III. Das Verhältnis zwischen Auftraggeber A und Auftragnehmer
B Hier handelt es sich um das Standardverhältnis einer Auftragsdatenverarbeitungsvereinbarung. A und B schließen einen Vertrag nach § 11 Abs. 2 BDSG. Nach § 11 Abs. 3 BDSG darf der Auftragnehmer die Daten nur im Rahmen der Weisungen des Auftraggebers erheben, verarbeiten oder nutzen. Dies sichert der Auftragsdatenverarbeitungsvertrag ab, welcher außerdem Kontrollrechte des Auftraggebers und die entsprechenden Duldungs- und Mitwirkungsrechte des Auftragnehmers regeln muss.
IV. Das Verhältnis des Subunternehmers C zu dem Auftraggeber A und dem Auftragnehmer B – Wer übernimmt die Rolle des Auftraggebers gegenüber C?
C als Unterauftragnehmer schließt nach der gesetzlichen Konzeption einen Auftragsdatenverarbeitungsvertrag mit dem (unter)auftraggebenden Auftragnehmer B. In § 11 Abs. 2 Satz 2 Nr. 6 BDSG ist die Berechtigung zur Begründung von Unterauftragsverhältnissen ausdrücklich geregelt. Da der Auftraggeber ohnehin stets als verantwortliche Stelle Verträge mit (Sub)Auftragnehmern schließen kann, muss hier das eigene Recht des Auftragnehmers (B) zur Beauftragung eines Subauftragnehmers (C) gemeint sein.

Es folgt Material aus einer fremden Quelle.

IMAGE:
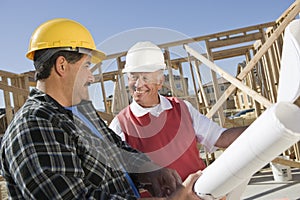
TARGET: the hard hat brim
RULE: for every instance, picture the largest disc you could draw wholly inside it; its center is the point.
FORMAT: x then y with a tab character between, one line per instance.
144	68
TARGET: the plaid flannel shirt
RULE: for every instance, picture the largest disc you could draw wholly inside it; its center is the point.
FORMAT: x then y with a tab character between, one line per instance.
47	153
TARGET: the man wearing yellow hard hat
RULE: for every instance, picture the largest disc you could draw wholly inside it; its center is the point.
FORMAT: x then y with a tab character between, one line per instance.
57	147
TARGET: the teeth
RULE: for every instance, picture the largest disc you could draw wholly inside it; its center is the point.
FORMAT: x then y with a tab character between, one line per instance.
140	92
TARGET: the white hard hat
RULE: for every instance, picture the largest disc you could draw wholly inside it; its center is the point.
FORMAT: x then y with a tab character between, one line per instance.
144	57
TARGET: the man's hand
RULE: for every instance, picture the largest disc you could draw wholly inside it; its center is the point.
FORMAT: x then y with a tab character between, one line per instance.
161	182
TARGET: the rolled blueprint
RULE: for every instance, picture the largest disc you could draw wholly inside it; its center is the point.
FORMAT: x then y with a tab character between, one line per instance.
289	81
273	132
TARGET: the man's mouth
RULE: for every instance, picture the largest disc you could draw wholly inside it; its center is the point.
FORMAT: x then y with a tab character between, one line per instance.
87	84
139	92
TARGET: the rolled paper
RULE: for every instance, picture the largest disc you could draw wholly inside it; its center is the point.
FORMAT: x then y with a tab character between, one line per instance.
289	81
270	134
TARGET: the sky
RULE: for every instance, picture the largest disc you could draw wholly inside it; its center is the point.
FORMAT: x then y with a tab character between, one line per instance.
106	19
118	24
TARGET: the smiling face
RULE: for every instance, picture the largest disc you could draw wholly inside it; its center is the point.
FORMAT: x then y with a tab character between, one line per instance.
144	86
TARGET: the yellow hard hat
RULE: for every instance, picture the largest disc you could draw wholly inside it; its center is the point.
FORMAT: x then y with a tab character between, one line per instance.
63	33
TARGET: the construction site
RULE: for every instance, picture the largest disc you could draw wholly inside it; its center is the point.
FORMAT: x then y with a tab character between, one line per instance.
230	101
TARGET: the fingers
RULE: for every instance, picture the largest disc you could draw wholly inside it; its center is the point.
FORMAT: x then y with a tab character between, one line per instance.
191	179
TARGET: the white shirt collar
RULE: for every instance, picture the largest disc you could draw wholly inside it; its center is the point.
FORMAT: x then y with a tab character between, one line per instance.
139	111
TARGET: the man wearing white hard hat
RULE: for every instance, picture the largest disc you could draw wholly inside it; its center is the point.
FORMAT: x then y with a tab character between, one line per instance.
166	128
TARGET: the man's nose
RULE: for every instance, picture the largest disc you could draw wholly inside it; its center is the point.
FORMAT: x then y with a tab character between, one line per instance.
139	82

Sofern der Vertrag zwischen Auftraggeber A und Auftragnehmer B dies vorsieht, hat somit B die Berechtigung zur Begründung von Unterauftragsverhältnissen.

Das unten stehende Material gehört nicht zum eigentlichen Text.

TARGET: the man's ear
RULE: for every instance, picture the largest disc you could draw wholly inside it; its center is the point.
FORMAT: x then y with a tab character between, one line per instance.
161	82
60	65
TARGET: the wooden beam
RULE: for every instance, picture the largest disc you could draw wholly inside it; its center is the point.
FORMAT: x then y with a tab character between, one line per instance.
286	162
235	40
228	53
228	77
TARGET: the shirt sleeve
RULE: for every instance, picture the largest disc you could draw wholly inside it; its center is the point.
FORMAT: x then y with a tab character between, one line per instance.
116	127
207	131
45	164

Das Gesetz sieht keine vertragliche Beziehung zwischen dem Subauftragnehmer C und dem Auftraggeber A vor.[2] Bedeutet dies aber, dass C tatsächlich in keiner rechtlichen Beziehung zu A steht, obwohl A die verantwortliche Stelle ist?
Bedeutet dies aber, dass C tatsächlich in keiner rechtlichen Beziehung zu A steht, obwohl A die verantwortliche Stelle ist?
1. Hypothesen
Als Antwort auf die Frage, wer in dieser 3-Parteien-Konstellation die Rolle und die Pflichten des Auftraggebers übernimmt, bieten sich 3 Denkmodelle an.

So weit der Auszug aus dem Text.